„U progu sławy” – dazed & confused [recenzja]
Tytuł: „U progu sławy”
Tytuł oryginalny: „Almost Famous”
Rok produkcji: 2000
Reżyseria: Cameron Crowe
Obsada: Patrick Fugit, Kate Hudson, Billy Crudup, Jason Lee, Frances McDormand, Zooey Deschanel, Philip Seymour Hoffman, Anna Paquin, Fairuza Balk i inni
Mało kto wie, że amerykański reżyser i scenarzysta – Cameron Crowe, zanim w ogóle podjął się pracy przy realizacji filmów, jeździł w trasy koncertowe z kultowymi kapelami i solistami rockowymi, których szczyt popularności przypadł na lata 70. XX wieku. Jakby tego było mało, twórca przeboju „Jerry Maguire” (1996) ma na koncie mnóstwo artykułów dla najbardziej poczytnych magazynów, w tym w szczególności „Rolling Stone”, na temat zespołów, jakie wywarły kolosalny wpływ nie tylko na szeroko pojętą muzykę gitarową, ale rozrywkową ogólnie. The Who, Led Zeppelin, The Eagles, Yes, Bod Dylan, David Bowie, Neil Young, Rod Stewart, Kris Kristofferson to tylko skromny segment artystów, z którymi Crowe nie tyle przeprowadził niezwykle szczegółowe i gorące rozmowy, ile przede wszystkim wytworzył wokół nich kult widoczny także poza estradą.

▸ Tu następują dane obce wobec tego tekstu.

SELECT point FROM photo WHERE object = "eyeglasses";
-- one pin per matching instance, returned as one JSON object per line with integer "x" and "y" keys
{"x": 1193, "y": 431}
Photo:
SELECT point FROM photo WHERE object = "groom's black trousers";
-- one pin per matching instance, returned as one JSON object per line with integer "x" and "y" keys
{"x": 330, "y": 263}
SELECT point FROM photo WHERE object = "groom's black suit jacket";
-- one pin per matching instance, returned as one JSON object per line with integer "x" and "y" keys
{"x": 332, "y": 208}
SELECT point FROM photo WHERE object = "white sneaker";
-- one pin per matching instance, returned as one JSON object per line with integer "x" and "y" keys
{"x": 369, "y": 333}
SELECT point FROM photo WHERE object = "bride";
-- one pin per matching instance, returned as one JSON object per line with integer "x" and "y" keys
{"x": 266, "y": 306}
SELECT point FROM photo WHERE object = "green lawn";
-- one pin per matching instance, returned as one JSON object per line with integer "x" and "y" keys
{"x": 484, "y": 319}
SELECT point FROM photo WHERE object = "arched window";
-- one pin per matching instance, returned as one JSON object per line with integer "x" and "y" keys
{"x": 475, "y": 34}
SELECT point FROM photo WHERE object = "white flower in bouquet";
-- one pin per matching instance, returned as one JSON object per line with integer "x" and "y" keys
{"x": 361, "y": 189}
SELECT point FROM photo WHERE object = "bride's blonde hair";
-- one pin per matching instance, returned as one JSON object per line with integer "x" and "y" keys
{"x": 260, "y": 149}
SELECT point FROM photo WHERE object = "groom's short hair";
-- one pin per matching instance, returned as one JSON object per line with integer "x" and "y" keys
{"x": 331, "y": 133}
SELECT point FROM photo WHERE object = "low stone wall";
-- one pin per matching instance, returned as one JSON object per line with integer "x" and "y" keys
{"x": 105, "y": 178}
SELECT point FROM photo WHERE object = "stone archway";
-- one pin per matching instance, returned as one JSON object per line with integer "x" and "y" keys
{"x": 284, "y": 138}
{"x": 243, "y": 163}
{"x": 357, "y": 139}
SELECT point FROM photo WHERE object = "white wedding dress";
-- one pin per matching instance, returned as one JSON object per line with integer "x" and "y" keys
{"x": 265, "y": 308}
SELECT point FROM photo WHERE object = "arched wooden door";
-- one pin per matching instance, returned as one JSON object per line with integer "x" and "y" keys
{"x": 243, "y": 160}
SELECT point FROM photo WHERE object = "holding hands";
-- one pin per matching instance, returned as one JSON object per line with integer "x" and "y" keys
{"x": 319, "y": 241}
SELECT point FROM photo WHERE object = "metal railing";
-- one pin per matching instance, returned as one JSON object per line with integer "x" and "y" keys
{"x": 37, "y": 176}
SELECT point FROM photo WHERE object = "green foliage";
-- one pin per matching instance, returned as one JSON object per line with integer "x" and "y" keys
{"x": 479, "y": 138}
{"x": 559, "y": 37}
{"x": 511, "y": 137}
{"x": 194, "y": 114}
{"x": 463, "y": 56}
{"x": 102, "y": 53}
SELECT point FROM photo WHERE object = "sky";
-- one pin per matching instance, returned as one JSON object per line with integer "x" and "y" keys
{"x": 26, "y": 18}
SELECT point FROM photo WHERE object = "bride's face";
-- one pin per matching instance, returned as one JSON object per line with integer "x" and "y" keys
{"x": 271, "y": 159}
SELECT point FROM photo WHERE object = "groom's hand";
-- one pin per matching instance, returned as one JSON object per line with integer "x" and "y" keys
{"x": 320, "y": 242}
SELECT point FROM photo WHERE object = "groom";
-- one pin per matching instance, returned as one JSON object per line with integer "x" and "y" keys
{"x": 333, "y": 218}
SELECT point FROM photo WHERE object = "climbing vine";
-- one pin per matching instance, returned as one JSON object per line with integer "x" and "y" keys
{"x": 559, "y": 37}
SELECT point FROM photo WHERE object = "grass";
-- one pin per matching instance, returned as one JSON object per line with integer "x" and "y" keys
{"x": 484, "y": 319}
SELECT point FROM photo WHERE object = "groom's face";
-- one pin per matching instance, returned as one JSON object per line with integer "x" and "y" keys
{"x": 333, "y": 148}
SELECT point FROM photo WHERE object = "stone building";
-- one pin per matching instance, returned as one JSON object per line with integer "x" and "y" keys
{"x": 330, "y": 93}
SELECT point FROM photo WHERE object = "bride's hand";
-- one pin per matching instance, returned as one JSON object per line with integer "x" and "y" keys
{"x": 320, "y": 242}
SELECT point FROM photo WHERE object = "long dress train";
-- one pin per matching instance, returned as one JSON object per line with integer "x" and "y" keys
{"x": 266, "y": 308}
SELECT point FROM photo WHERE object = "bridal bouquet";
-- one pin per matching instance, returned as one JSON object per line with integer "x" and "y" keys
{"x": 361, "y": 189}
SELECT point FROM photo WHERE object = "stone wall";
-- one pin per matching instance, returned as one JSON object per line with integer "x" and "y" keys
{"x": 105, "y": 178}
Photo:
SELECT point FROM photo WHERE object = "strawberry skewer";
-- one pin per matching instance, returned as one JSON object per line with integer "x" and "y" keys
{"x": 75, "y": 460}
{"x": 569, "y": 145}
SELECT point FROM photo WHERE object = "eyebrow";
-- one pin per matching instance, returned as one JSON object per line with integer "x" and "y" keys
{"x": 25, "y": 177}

Swój pierwszy duży artykuł sporządził w wieku zaledwie szesnastu lat, będąc w trzytygodniowej trasie koncertowej z zespołem The Allman Brothers, co – biorąc pod uwagę napiętą atmosferę związaną z niechęcią dużej części społeczeństwa do ówczesnej subkultury dzieci kwiatów – było oznaką ogromnej odwagi. Rezultatem żmudnej pracy dziennikarskiej Crowe’a, którą ten zawiesił na początku lat 80. XX wieku, jest obraz „U progu sławy”, oparty na doświadczeniach z podróży z przeróżnymi muzykami, a odpowiednikiem jego osoby – młodocianego reportera muzycznego – jest niejaki William Miller, genialnie sportretowany przez Patricka Fugita.
„U progu sławy” – zarys fabuły
Rok 1973. Piętnastoletni William jest żarliwym fanem muzyki rockowej, a jego pasja nie ogranicza się jedynie do słuchania ulubionych zespołów, lecz materializuje się także za pośrednictwem reportaży z koncertów. Młodzieniec, zafascynowany zarówno twórczością konkretnych kapel, jak i ich życiem pozascenicznym, postanawia wysłać jeden ze swoich artykułów do poczytnego magazynu „Rolling Stone”. Ku swojemu zdziwieniu dostaje telefon od pracownika czasopisma, niejakiego Bena Fong-Torresa, z informacją, iż redakcja jest zachwycona jego reportażem i proponuje mu zrealizowanie obszernego sprawozdania z trasy koncertowej wschodzącej gwiazdy rocka – zespołu Stillwater. Warunkiem, jaki chłopak musi spełnić, nie licząc oczywiście bycia w ciągłej gotowości pod kątem późniejszego sporządzenia fachowego tekstu, jest ukończenie osiemnastu lat. Nie chcąc stracić swojej wielkiej szansy William zataja swój faktyczny wiek i, pomimo zdecydowanego sprzeciwu ze strony matki, udaje się w podróż z szalonym rockowym kwartetem i jego niezwykle uroczą, żeńską świtą. Ta bogata we wrażenia, kilkudniowa wyprawa uświadomi głównemu bohaterowi, że życie to coś więcej niż muzyka i koncerty, a idole, którym hołdował przez lata, mają także swoje ciemne strony.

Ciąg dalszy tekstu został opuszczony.